The big problem is of course that I don’t want to be tortured for all eternity by an uFAI that was a “near miss” regardless of there existing an objective morality or not. And being blissed out for all eternity is pretty nice, even without an objective morality….
Obviously, Yudkowsky thinks the above argument is complete shit:
How flawed is Eliezer1997‘s argument? I couldn’t even count the ways. I know memory is fallible, reconstructed each time we recall, and so I don’t trust my assembly of these old pieces using my modern mind. Don’t ask me to read my old writings; that’s too much pain.
But it seems clear that I was thinking of utility as a sort of stuff, an inherent property. So that “life is meaningless” corresponded to utility=0. But of course the argument works equally well with utility=100, so that if everything is meaningful but it is all equally meaningful, that should fall out too… Certainly I wasn’t then thinking of a utility function as an affine structure in preferences. I was thinking of “utility” as an absolute level of inherent value.
I was thinking of should as a kind of purely abstract essence of compellingness, that-which-makes-you-do-something; so that clearly any mind that derived a should, would be bound by it. Hence the assumption, which Eliezer1997 did not even think to explicitly note, that a logic that compels an arbitrary mind to do something, is exactly the same as that which human beings mean and refer to when they utter the word “right”…
Here is another thought that IMHO could very well be true:
Thus (he said) there are three “hard problems”: The hard problem of conscious experience, in which we see that qualia cannot arise from computable processes; the hard problem of existence, in which we ask how any existence enters apparently from nothingness; and the hard problem of morality, which is to get to an “ought”.
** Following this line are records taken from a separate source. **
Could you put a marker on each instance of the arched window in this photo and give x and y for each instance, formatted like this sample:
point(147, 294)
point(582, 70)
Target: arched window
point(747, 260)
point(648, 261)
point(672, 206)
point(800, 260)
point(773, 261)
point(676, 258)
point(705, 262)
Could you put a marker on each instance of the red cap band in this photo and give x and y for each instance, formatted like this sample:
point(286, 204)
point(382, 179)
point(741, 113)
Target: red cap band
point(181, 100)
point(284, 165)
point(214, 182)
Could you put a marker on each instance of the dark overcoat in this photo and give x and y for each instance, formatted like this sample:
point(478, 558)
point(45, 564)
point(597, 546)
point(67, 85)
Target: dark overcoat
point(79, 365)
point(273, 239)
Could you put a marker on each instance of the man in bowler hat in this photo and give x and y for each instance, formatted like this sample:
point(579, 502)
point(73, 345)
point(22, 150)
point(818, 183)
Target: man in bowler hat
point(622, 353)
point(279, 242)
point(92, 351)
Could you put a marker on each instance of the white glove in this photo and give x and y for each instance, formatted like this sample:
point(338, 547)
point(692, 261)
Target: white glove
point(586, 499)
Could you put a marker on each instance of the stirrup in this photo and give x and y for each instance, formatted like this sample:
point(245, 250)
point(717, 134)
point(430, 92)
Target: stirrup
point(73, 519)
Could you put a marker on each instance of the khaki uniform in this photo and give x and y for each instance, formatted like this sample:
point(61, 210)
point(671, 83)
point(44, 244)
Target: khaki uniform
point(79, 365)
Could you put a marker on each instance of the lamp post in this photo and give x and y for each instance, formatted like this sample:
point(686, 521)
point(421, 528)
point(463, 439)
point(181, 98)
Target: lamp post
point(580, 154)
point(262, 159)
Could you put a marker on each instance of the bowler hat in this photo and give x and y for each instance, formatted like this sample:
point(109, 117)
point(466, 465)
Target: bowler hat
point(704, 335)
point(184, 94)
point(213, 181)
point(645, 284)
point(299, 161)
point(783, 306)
These problems are probably linked. For example, the qualia of pleasure are one of the best candidates for something intrinsically desirable. We might not be able to understand the hard problem of morality, therefore, without unraveling the hard problem of consciousness. It’s evident that these problems are too hard for humans—otherwise someone would have solved them over the last 2500 years since philosophy was invented.
It’s funny, I forgot that I read this argument but two days ago I wrote a short essay that made essentially the same argument. We repeat ourselves more often than we think.
And again, Yudkowsky thinks that this argument is bogus although I don’t understand exactly why. I believe it’s not unlikely that we lack a fundamental insight that would be required for understanding morality. I mean, e.g. you can’t understand epistemology without natural selection. You can’t understand altruism without the gene-centric view of evolution. Maybe we need another revolution like those.